Thank goodness for that. Saints Row 3 is officially official. We’ve known it’s happening for a while, and a recent leak of images made it even more undeniable, but nothing’s real until the publisher says so. THQ said so. And this is good news, because I want it. And what I want counts.
My love for Saints Row 2 slightly confuses me. Having always struggled with the excellent GTA games pre-IV, wondering why I’m playing as the guy I really ought to be shooting or arresting, the sheer wanton wrongness of SR2 really ought to trigger the same issue. But it turns out what I really want is to drive a sewage truck around, spraying shit on all the buildings. Who knew?
I went to see the original Saints Row be announced in the States. It was a very strange event, set in some seedy club, with the rather intense awkwardness of everyone realising they were playing the most overt GTA mimic ever seen. It was uncanny, watching the animations of throwing someone out of their car seeming frame for frame the same as their “inspiration”. Interviewing the developers afterward was a truly awkward experience. “So, er, you seem to be making GTA.” Their response was as hilarious as it was ballsy: “GTA is a genre”. They were making a game in the Grand Theft Automobile genre, and thus its seemingly identical look and feel was perfectly normal. Got that?

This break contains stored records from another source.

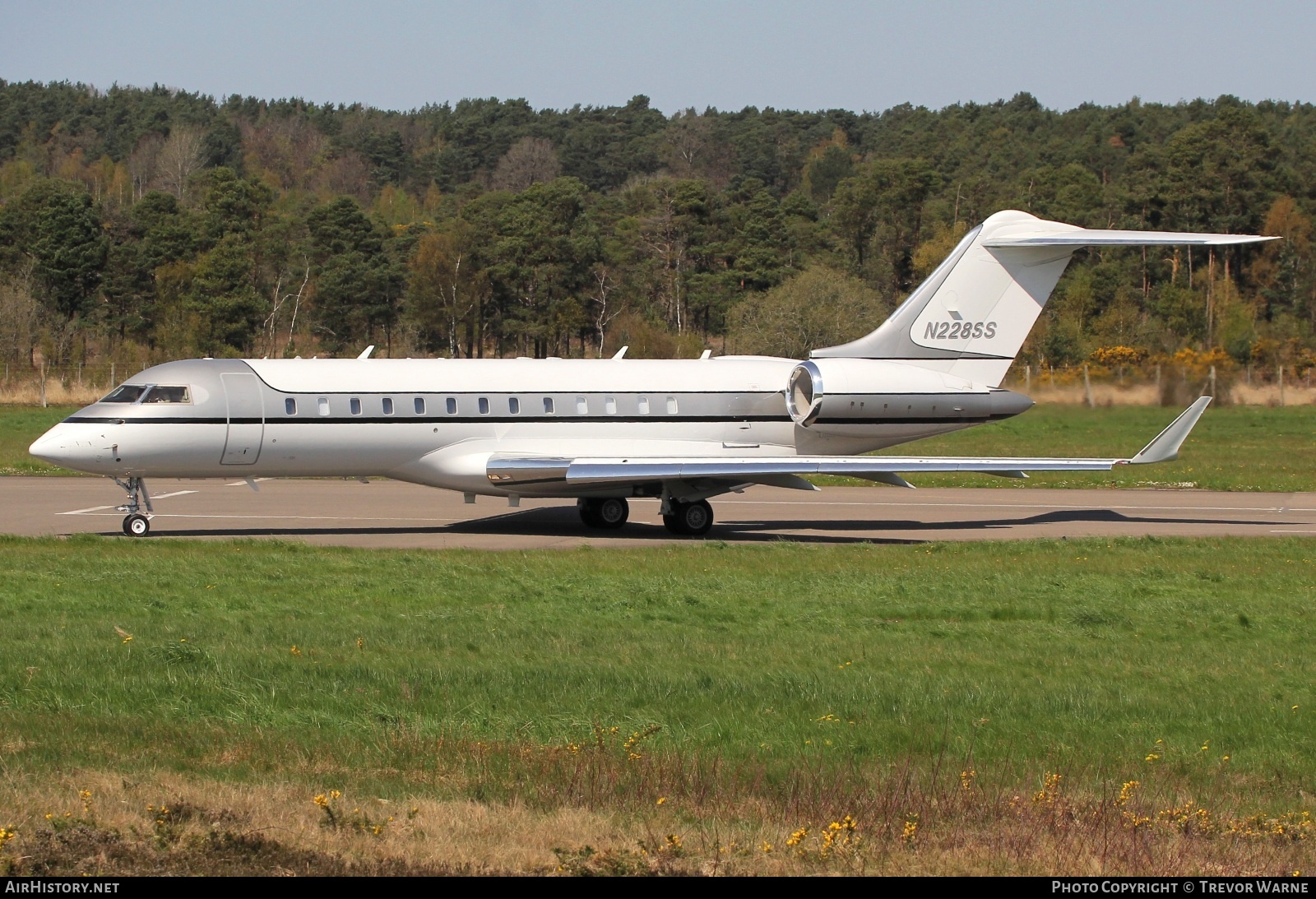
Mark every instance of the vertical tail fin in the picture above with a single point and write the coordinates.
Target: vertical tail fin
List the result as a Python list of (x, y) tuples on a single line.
[(971, 315)]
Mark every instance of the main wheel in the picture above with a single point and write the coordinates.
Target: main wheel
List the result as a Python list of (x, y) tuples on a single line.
[(612, 512), (589, 510), (690, 519)]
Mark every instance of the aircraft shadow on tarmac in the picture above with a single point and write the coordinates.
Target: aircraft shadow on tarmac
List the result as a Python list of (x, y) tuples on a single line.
[(563, 521)]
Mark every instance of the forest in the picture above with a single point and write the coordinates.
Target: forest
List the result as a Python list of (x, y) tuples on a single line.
[(146, 224)]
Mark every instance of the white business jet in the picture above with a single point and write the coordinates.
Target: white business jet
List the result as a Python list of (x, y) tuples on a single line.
[(605, 431)]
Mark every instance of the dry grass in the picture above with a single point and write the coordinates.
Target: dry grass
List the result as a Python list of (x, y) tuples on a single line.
[(99, 823), (28, 392)]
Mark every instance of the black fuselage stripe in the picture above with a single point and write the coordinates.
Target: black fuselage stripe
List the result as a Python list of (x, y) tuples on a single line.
[(491, 419)]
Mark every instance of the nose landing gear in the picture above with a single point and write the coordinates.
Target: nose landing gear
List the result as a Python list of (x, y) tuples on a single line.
[(135, 523)]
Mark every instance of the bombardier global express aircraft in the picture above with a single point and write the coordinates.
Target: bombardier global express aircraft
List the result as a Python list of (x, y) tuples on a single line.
[(605, 431)]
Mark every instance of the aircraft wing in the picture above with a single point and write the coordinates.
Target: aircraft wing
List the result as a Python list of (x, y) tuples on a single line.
[(1094, 237), (510, 470)]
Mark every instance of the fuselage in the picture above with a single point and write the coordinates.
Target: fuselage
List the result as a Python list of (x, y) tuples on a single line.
[(438, 421)]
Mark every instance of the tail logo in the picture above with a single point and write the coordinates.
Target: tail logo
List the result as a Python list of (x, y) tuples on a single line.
[(960, 329)]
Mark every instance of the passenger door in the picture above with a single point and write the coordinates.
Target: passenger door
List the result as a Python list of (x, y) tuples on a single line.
[(247, 419)]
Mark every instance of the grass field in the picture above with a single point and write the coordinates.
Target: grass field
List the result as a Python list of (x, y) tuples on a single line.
[(1234, 447), (973, 707)]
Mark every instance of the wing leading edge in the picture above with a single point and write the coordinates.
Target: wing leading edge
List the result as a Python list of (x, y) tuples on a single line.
[(513, 471)]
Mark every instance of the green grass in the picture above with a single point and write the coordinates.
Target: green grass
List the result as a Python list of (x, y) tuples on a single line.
[(19, 427), (1073, 656), (1232, 447)]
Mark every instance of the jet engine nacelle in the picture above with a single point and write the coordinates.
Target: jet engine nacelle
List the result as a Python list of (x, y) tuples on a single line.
[(837, 395)]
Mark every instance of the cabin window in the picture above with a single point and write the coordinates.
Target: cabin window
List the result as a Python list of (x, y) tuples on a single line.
[(124, 394), (161, 394)]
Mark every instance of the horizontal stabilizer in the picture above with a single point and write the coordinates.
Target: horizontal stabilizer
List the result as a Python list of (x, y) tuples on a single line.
[(1166, 445), (545, 474)]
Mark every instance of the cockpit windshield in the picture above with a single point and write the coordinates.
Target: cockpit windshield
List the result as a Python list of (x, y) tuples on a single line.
[(124, 394), (161, 394)]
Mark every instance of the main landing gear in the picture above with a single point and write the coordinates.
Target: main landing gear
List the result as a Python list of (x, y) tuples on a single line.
[(688, 519), (609, 512), (136, 524), (684, 519)]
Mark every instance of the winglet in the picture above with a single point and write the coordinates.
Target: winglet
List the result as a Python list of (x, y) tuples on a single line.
[(1166, 445)]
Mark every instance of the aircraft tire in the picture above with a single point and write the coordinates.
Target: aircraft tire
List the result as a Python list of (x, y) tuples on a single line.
[(589, 511), (690, 519), (611, 512)]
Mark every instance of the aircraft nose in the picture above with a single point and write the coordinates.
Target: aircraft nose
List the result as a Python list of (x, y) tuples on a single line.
[(59, 447), (50, 447)]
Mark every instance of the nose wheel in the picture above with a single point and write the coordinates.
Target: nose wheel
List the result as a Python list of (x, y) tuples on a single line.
[(136, 524)]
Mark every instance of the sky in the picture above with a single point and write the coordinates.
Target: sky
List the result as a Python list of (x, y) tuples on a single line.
[(682, 54)]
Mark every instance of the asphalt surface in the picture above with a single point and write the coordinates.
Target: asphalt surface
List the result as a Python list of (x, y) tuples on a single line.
[(395, 515)]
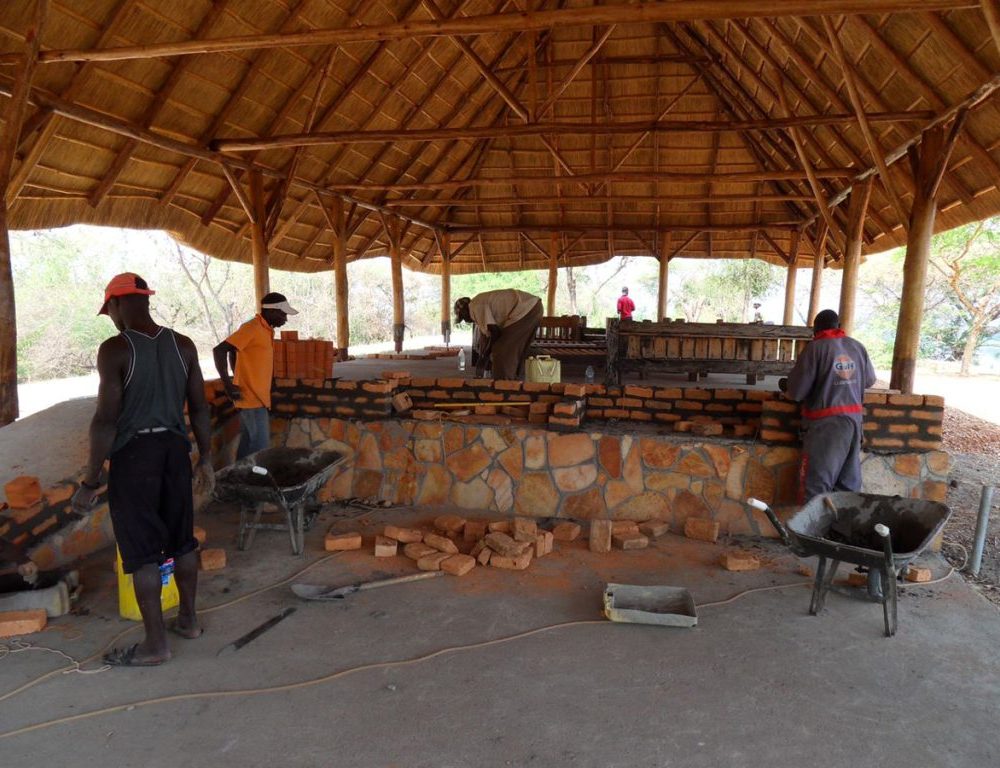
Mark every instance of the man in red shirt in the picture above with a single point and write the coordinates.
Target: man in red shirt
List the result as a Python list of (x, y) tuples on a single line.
[(625, 305)]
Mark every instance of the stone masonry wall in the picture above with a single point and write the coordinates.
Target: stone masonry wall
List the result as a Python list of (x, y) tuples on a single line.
[(583, 475)]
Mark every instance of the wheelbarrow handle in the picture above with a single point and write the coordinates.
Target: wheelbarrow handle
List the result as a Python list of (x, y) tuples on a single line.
[(763, 507)]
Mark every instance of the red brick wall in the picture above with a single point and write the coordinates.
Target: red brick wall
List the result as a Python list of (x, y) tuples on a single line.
[(893, 423)]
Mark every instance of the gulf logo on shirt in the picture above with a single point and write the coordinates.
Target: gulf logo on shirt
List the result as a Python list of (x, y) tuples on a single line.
[(844, 367)]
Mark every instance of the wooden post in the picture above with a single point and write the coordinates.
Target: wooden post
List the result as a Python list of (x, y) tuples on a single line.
[(340, 285), (444, 245), (818, 263), (793, 271), (856, 211), (553, 257), (13, 119), (661, 295), (396, 265), (261, 261), (928, 160), (991, 9)]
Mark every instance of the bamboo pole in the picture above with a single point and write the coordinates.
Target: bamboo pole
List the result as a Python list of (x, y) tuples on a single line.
[(665, 177), (991, 10), (444, 245), (553, 128), (396, 267), (261, 260), (664, 277), (928, 162), (338, 224), (788, 318), (520, 21), (13, 120), (819, 262), (550, 305), (864, 123), (852, 253)]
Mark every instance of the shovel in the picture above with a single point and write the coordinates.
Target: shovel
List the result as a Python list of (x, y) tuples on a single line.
[(323, 592)]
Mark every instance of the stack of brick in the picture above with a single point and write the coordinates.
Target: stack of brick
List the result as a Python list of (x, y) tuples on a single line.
[(893, 423), (456, 545), (319, 398), (296, 358)]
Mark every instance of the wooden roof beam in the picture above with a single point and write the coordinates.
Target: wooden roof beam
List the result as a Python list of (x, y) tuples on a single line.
[(846, 68), (632, 13)]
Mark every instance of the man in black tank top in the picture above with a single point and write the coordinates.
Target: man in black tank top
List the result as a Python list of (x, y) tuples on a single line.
[(148, 373)]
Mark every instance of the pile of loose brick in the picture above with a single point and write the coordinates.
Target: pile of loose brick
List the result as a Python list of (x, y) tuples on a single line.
[(456, 545)]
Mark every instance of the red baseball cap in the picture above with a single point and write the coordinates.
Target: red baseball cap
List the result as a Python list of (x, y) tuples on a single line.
[(125, 284)]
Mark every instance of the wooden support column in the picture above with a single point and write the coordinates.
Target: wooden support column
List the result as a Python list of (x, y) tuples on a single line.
[(856, 213), (928, 160), (550, 306), (793, 271), (818, 263), (13, 120), (261, 261), (444, 245), (340, 286), (396, 265), (991, 9), (661, 294)]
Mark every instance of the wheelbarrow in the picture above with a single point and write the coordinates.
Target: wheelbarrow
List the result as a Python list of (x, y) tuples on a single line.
[(288, 478), (881, 533)]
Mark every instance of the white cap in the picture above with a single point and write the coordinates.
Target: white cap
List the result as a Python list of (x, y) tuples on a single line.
[(284, 306)]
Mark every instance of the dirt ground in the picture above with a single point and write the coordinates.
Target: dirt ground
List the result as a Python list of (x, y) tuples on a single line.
[(974, 445)]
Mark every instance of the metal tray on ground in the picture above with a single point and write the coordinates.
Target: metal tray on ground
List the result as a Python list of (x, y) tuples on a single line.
[(663, 606)]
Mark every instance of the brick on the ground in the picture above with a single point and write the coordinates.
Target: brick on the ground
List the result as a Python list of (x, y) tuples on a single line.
[(702, 529), (386, 547), (624, 526), (654, 528), (474, 530), (543, 543), (16, 623), (917, 574), (630, 541), (449, 523), (504, 545), (212, 559), (417, 549), (524, 529), (566, 532), (342, 542), (600, 536), (441, 543), (738, 560), (519, 563), (403, 535), (458, 565), (432, 562)]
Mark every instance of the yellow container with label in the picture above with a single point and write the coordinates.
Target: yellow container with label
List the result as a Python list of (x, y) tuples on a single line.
[(128, 606), (544, 369)]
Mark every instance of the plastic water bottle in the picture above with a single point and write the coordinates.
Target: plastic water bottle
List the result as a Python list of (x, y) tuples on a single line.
[(165, 570)]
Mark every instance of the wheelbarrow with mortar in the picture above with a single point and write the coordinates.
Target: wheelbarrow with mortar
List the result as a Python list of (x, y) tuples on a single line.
[(287, 478), (880, 533)]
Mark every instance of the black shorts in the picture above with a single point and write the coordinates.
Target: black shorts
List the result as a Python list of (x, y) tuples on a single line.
[(149, 494)]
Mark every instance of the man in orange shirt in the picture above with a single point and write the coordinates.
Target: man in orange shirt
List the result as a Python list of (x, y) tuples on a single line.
[(250, 352)]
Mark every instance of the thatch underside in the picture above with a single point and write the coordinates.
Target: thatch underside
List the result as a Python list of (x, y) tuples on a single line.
[(675, 128)]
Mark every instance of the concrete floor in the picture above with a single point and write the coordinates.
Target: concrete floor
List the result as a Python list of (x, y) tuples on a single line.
[(758, 682)]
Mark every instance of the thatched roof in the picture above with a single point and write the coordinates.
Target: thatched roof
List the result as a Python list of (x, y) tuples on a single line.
[(670, 113)]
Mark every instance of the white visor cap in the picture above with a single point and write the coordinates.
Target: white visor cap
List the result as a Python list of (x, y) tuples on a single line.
[(284, 306)]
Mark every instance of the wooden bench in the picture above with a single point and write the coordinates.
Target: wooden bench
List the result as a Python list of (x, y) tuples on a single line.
[(753, 349)]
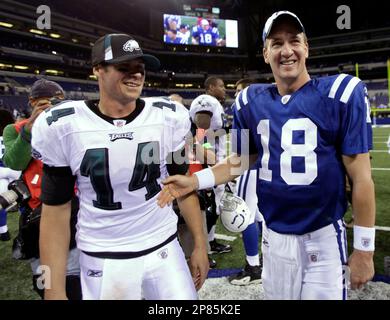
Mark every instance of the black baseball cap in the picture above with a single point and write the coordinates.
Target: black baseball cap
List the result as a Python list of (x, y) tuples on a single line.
[(45, 88), (117, 48), (277, 15)]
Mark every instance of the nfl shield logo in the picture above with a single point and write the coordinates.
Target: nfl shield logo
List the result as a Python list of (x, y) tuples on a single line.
[(366, 242), (163, 254), (313, 257)]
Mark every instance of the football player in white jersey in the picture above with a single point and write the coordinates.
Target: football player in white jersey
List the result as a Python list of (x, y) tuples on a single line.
[(117, 150), (306, 134)]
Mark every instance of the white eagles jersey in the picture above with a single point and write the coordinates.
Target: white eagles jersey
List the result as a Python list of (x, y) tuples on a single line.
[(119, 168)]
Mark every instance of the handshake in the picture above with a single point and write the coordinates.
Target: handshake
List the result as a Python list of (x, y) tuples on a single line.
[(17, 193)]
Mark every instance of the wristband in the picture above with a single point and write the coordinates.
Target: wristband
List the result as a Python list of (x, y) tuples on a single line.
[(363, 238), (26, 136), (206, 179)]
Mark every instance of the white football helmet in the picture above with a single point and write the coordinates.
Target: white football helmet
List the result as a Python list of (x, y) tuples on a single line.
[(235, 214)]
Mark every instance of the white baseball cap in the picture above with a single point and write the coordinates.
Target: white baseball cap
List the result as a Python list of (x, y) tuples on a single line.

But the sequel came into its own, understanding what it did differently – gleefully puerile mucking around. And that’s what I’m really hoping for for a third game. And according to Eurogamer, THQ game boss man Danny Bilson notes that it’s going to be original.
“There’s no delivering pizza, no shuttling family members about in a long series of taxi missions. Instead, you take all the power of the Third Street Saints and you take the world by storm.”